I moved away from the door.  I watched as Cailean walked up and straight kicked approximately where the lock was.  The door groaned against the blow but held firm.  Cailean kicked it twice more before it buckled in its frame.  Her final kick launched the door into the hallway.  It slammed into the wall opposite before falling forward.

She leaned out of the door, checking both ways before stepping out.  I followed her.  Before we left, I picked up the door and put it back in place.  It was fucked, and didn’t fit in the doorway, but at least someone would actually have to come look to find out.  If they just glanced at it from far away, they wouldn’t notice.

“Mira said the panic room.”  I paused.  “Wait . . . I’ll degrade that.”

“Panic rooms are designed differently,” Cailean shook her head.  “They need to withstand sustained magical and physical attacks.  It’ll be okay.  Especially because they’re not meant for long term use anyway.”
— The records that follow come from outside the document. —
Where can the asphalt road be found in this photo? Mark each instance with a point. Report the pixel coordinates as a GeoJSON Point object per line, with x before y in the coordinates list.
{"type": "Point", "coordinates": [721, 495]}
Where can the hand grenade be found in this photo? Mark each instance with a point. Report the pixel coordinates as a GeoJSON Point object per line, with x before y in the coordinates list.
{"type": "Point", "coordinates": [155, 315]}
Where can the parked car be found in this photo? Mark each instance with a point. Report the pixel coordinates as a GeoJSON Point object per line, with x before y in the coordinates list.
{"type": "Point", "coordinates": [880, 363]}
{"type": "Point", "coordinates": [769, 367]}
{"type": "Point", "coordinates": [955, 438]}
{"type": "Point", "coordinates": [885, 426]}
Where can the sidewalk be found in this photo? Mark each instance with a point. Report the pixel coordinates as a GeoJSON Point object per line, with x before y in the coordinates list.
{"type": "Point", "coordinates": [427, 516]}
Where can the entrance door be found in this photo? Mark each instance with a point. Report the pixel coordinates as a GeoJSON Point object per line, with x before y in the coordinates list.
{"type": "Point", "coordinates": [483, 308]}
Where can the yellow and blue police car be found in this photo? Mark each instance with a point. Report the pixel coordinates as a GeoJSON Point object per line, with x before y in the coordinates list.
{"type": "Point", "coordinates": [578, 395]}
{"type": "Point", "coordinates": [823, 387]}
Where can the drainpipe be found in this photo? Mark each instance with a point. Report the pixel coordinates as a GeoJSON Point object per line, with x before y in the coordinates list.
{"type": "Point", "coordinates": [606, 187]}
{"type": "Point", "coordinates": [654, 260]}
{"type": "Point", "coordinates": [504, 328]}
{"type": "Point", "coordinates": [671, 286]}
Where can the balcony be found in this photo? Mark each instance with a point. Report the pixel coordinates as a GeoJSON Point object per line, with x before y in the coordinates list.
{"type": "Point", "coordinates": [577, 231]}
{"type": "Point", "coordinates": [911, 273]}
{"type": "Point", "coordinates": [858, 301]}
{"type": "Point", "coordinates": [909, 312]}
“But you don’t know a lot about magic.”

“I know enough to know that degrading magic is something that is in mind when panic rooms are built.  Attrition is in mind by design.”

I guess that made sense.  

Cailean led me up a set of stairs that I vaguely remembered from my last trip to the dungeons.  At the top, she stopped on one side of the door, listening.  I followed her lead, standing on the other side, listening for anything outside.  I couldn’t quite get the range she could, I knew, but I could hear enough.

“. . . one job.  The prince was just inside the door.  But no, now we have the princess and that fledgling in the dungeons instead.  And the prince and his consort are in the panic room.”  The voice  sounded vaguely familiar, but I couldn’t place it.  One of the servants maybe?

“It was too much of a risk that somebody would find us,” another voice, male and British, replied. 

The woman made a noise of frustration.  “Go check in on them.  Be wary.  The fledgling is tricky.”

Oooh, I was the tricky one?

Then we heard footsteps walking away from us. 

“Bitch,” the Brit growled. 

“Don’t let her in your head, mate,” another male voice said, also British.

Cailean motioned me to her, and we squeezed in behind the door.  It was located at a corner such that when the door opened, it would hit the wall perfectly to hide us.

The door opened to hide us exactly as we expected.

“She’s just afraid of when Gwydion gets here,” the first Brit said, starting down the stairs.  “She’s a scary bitch.”

“I heard shadowmancers usually are.”

I felt Cailean stiffen against me.  I grabbed her wrist and darted around the door as it closed.  We made it through without any trouble, just seeing the backs of two brunette heads going down the stairs on our way out.

I didn’t know where we were.  I hadn’t really been all here when we first walked out of the dungeons.  It was yet another stone hallway with sconces mounted on the walls and long, worn rugs on the floors.  It was empty of anyone else, thankfully.

“Where’s the panic room?” I whispered.

“Close to our quarters, follow me.  I have no idea if we’ve been fully invaded, or just infiltrated, so we’re going to need to be sneaky.  I’ll lead the way because it’s likely I’ll recognize people that you won’t.”

“Sure.”  Stealth I could do.  It was one of the skills that had kept me alive over the years.